El monarca cuya avaricia le condujo hacia la maldición de convertir en oro todo lo que tocaba. Así es la vida del emérito recopilada en formato docuserie bajo el acertado nombre de Salvar al Rey. Historia reciente que alerta e indigna desde el punto de vista social pero también periodístico. Décadas de silencio al servicio de un personaje cuyos intereses diferían de lo que, en teoría, debe buscar un jefe del estado, primando su bien frente al bien ciudadano.
El denominado cuarto poder, lejos de cumplir con su función estabilizadora y de contrapeso de los otros tres - los cuales no ejercían precisamente su teórica separación -, fue clave para sustentarlos. El periodismo es la columna vertebral de la democracia. Los ojos, oídos y mentes de la sociedad. Informar libremente con rigor y sensatez, es hacer de este mundo un lugar más justo y desarrollado. Y es precisamente esa labor democrática la que debía haber salvado y no el denominado ‘sistema’ apestado por el entonces rey. No salvar al rey de la verdad y, por tanto, del pueblo, sino salvar al pueblo del rey. No se confundan. Ni se engañen pensando que se hubiera traducido en otro levantamiento militar. Ya lo hubo, en el 23F, y la ciudadanía inundó las calles dejando clara su intolerancia y que Juan Carlos utilizó para presentarse en modo Jesucristo. España, entonces, se dividía entre franquistas y republicanos, sin apenas adeptos monárquicos. La jugada maestra de la Casa Real. Esa sí, digna de estudio en las facultades de comunicación, y no la cobertura periodística. Control informativo que se trasladaba también en las aulas. Educación sesgada bajo los ojos penetrantes de su majestad que yacían en la mítica imagen colgada que recordaba a la del antecesor.
Algunos periodistas se amparan en el miedo. Comprensible pero divergente a los valores de la profesión. Otros, se jugaron la comida para informar, sobre todo, con la publicación de libros sin tener la repercusión merecida en los medios. La gravedad desinformativa es equiparable. Sin pasar por alto, por supuesto y para la poca sorpresa de muchos, que otros todavía le defienden. Posturas al margen, salvar al rey fue un éxito y, hasta la fecha, salvar a la monarquía tras los escándalos del emérito también. Que ahora hablen dice mucho más que aquello que expresan en sus declaraciones.
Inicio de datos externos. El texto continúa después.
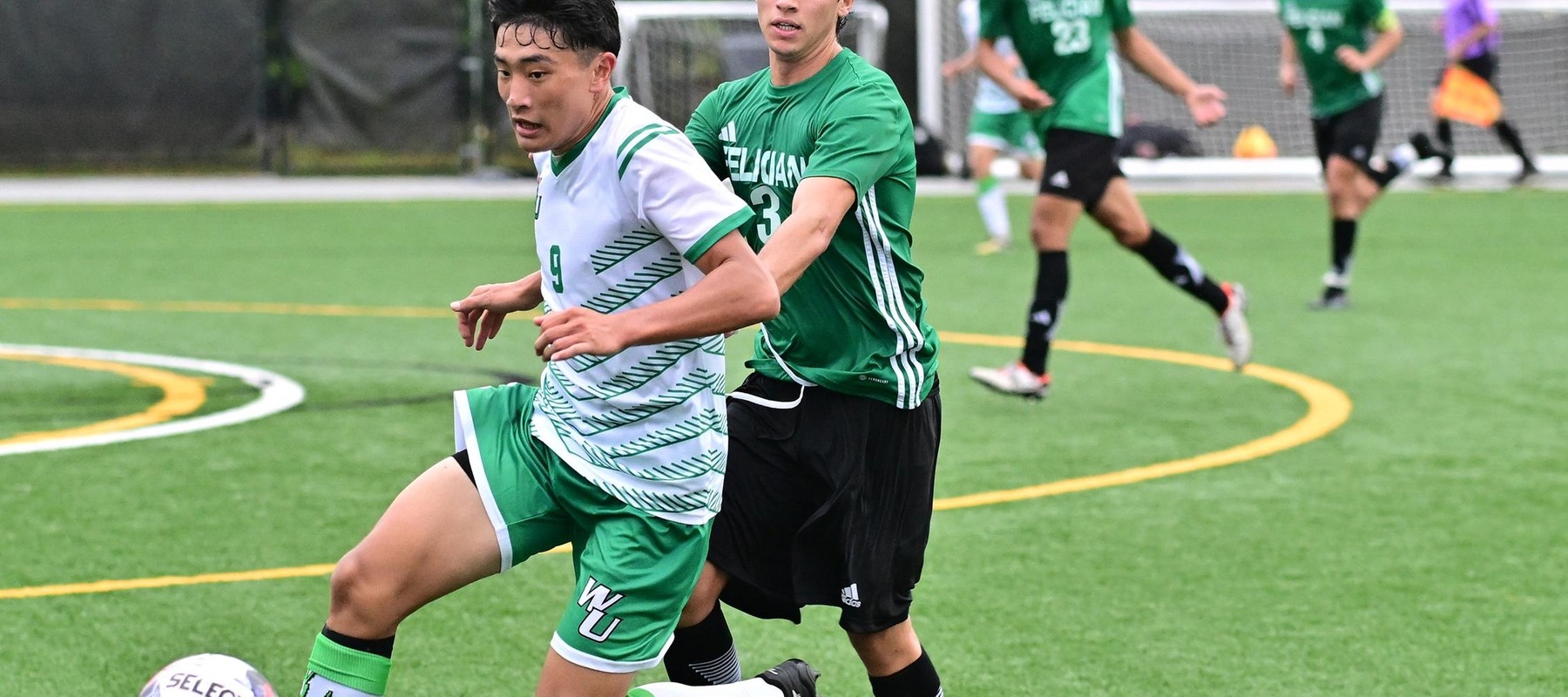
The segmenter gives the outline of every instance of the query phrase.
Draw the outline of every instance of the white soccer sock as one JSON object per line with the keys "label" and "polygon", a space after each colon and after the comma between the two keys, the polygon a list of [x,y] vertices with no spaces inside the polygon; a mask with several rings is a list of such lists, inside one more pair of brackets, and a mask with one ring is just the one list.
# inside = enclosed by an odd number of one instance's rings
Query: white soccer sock
{"label": "white soccer sock", "polygon": [[980,207],[980,220],[993,240],[1008,242],[1013,239],[1013,224],[1007,217],[1007,195],[996,177],[980,179],[980,192],[975,195],[975,206]]}
{"label": "white soccer sock", "polygon": [[304,681],[304,692],[299,692],[299,697],[326,697],[326,695],[332,695],[332,697],[381,697],[378,694],[361,692],[361,691],[358,691],[354,688],[350,688],[347,684],[334,683],[331,680],[326,680],[325,675],[310,673],[310,677],[306,678],[306,681]]}
{"label": "white soccer sock", "polygon": [[626,697],[789,697],[778,688],[764,683],[762,678],[743,680],[731,684],[710,684],[693,688],[681,683],[654,683],[632,688]]}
Vida carnal aparte. La infidelidad es juzgable a nivel moral, mientras que la corruptela es juzgada por la justicia, valga la redundancia. Es humano, como todos, cierto, pero deja de serlo en cuanto el mero hecho de ser quien eres te exime de responsabilidad. Y, todavía más, cuando esos errores se pagan con dinero público. Privilegios que chocan cada vez más con la sociedad avanzada actual. Y que se traduce en un creciente rechazo en las nuevas generaciones, sobre todo. Preguntarse por qué en el siglo XXI es inevitable existe un sistema hereditario por designación personal de un dictador —y no por decisión popular, que es lo que define la democracia— es inevitable. Sangre por la sangre. La cultura de la imposición por la pura supremacía.
Al igual que con la iglesia, la distancia con la monarquía crece independientemente de la ideología. Además, se diferencia con otros casos de corrupción política. Porque, aunque todos se aprovechen de su estatus, quien seguro que no tiene ni tendrá —familia inclusive— necesidad económica es el monarca. El robar por robar. Y el poder por poder. Pero siempre insuficiente para saciar la hambruna crónica de enriquecimiento eterno del Rey Emérito. Estar libre de pecado por la excusa de su entrega democrática es inasumible. Es como si salvar a una persona te diera crédito para matar. Ese “pero” ya no cuela. Atrás queda el rey como símbolo de la compañía y la falsa protección. Esa figura más propia de la época medieval.
Así bien, no es recomendable caer en la trampa de la ingenuidad. La monarquía española continúa disfrutando de más poder del que creemos. Incluso aquellos políticos aparentemente revolucionarios y mártires de la lucha social como Pablo Iglesias lo han experimentado. Imagino a este y otros tantos dirigentes llamando a la puerta de la Zarzuela con el propósito de poner en práctica aquello que tanto predicaron en las calles para, acto seguido, agachar la cabeza con tan solo una sonrisa del monarca. Del mismo modo que Don Quijote y Sancho Panza con la iglesia, con la monarquía hemos topado.
Estos reyes durarán más que los magos. No se engañen. Rey Midas.